I reati contestati a L. D. D., infatti, riguardano la sfera della persona, sono legati ad atti di sopraffazione e violenza, e in questi casi tutti gli atti vanno comunicati anche alla parte offesa, perché possa tutelarsi. Cosa che non è accaduta con la richiesta di scarcerazione.
“Sono amareggiata e rammaricata per questa decisione”, commenta la sorella della vittima. “Si parla tanto di violenza e di contrasto alla violenza sulle donne, poi in un caso come questo si concedono i domiciliari. Sono fiduciosa che la domanda della Procura venga accolta“.
Qualche settimana fa la Procura di Messina ha portato a termine gli accertamenti e con la chiusura delle indagini preliminari il difensore del 56enne, l’avvocato Carlo Autru Ryolo, ha chiesto ed ottenuto dal GIP che gli venissero concessi i domiciliari col braccialetto elettronico.
Per il giudice, in assenza di altri elementi di novità e visto che l’uomo è sotto cura, i domiciliari sono una misura cautelare idonea.

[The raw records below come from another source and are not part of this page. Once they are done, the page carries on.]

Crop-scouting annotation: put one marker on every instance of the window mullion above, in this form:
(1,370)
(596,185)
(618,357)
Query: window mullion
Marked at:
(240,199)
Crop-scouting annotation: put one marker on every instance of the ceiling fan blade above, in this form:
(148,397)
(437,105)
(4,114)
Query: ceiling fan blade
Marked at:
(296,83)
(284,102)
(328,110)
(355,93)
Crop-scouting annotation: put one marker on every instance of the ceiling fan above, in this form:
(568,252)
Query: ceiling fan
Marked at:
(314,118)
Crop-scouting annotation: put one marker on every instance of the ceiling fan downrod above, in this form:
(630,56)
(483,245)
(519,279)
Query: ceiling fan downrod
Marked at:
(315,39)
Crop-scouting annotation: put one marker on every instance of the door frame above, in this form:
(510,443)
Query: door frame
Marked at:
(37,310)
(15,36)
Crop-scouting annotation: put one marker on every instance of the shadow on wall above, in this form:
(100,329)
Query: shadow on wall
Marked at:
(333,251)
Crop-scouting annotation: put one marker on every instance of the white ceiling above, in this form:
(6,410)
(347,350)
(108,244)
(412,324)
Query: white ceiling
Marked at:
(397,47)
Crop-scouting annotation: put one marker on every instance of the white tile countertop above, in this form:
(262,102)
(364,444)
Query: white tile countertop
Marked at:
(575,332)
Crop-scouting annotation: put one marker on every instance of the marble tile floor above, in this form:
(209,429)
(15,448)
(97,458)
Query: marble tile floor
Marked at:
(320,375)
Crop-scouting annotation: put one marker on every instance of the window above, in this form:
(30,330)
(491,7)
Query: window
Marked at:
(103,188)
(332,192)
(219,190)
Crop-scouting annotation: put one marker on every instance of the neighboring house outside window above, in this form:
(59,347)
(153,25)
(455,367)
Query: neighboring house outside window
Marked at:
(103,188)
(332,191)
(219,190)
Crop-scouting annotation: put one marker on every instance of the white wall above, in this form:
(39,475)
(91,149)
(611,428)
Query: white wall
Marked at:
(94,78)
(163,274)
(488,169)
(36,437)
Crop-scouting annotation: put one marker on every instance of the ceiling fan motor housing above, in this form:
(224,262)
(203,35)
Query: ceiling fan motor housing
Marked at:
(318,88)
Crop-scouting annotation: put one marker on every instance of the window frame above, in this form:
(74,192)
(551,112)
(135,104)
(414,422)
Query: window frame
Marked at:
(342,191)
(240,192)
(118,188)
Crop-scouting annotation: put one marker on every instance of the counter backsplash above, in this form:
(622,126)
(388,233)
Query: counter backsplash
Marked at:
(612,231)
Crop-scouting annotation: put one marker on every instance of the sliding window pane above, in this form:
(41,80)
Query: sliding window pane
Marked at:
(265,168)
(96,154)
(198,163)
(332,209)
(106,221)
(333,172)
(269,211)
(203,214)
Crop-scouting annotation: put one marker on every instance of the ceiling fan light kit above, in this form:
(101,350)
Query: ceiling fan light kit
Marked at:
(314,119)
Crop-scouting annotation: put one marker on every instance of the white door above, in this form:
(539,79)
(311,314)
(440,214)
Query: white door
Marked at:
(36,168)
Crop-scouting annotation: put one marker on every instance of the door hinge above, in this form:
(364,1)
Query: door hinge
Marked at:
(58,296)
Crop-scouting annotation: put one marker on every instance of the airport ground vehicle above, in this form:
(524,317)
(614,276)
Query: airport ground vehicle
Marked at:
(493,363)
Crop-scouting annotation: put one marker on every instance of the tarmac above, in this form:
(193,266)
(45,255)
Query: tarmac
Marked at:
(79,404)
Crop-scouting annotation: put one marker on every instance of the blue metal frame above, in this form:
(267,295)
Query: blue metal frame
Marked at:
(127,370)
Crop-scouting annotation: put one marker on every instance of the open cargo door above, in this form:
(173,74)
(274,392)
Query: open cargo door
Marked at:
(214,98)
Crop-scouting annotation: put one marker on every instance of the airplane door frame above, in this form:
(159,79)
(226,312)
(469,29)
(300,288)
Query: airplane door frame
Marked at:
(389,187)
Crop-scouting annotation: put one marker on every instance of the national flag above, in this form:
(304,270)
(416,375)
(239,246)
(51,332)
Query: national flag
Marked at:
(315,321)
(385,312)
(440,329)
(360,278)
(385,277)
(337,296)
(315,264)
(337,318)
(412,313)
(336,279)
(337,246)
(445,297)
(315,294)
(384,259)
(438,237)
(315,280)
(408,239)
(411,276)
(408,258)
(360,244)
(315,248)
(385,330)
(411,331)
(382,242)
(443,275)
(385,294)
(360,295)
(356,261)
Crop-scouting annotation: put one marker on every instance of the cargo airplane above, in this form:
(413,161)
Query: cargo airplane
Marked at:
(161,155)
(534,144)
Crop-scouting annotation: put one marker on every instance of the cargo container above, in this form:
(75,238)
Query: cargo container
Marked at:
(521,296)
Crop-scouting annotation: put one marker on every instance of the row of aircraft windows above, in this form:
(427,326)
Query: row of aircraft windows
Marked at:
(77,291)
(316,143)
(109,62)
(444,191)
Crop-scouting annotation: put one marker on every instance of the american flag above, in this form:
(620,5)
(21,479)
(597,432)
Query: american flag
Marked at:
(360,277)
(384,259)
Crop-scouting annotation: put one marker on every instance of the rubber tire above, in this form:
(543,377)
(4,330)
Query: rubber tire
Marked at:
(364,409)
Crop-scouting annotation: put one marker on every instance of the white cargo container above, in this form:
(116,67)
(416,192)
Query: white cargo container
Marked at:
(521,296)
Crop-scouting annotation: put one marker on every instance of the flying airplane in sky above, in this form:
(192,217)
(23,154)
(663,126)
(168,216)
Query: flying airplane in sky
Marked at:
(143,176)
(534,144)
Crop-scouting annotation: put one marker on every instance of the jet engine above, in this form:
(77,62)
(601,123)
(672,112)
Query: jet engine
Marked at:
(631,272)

Il procuratore aggiunto Giovannella Scaminaci ed il sostituto Roberto Conte – titolari del caso – non sono però d’accordo e si sono appellati al Riesame perché ripristini il carcere per l’uomo, depositando la documentazione venuta fuori durante gli accertamenti. Dopo la denuncia della famiglia di Messina, infatti, sono stati scoperti altri casi drammatici di donne contagiate da “l’untore”.
La decisione è ora quindi nelle mani del Collegio delle Libertà, che non ha termini perentori per esprimersi ma che probabilmente depositerà la propria decisione entro qualche giorno.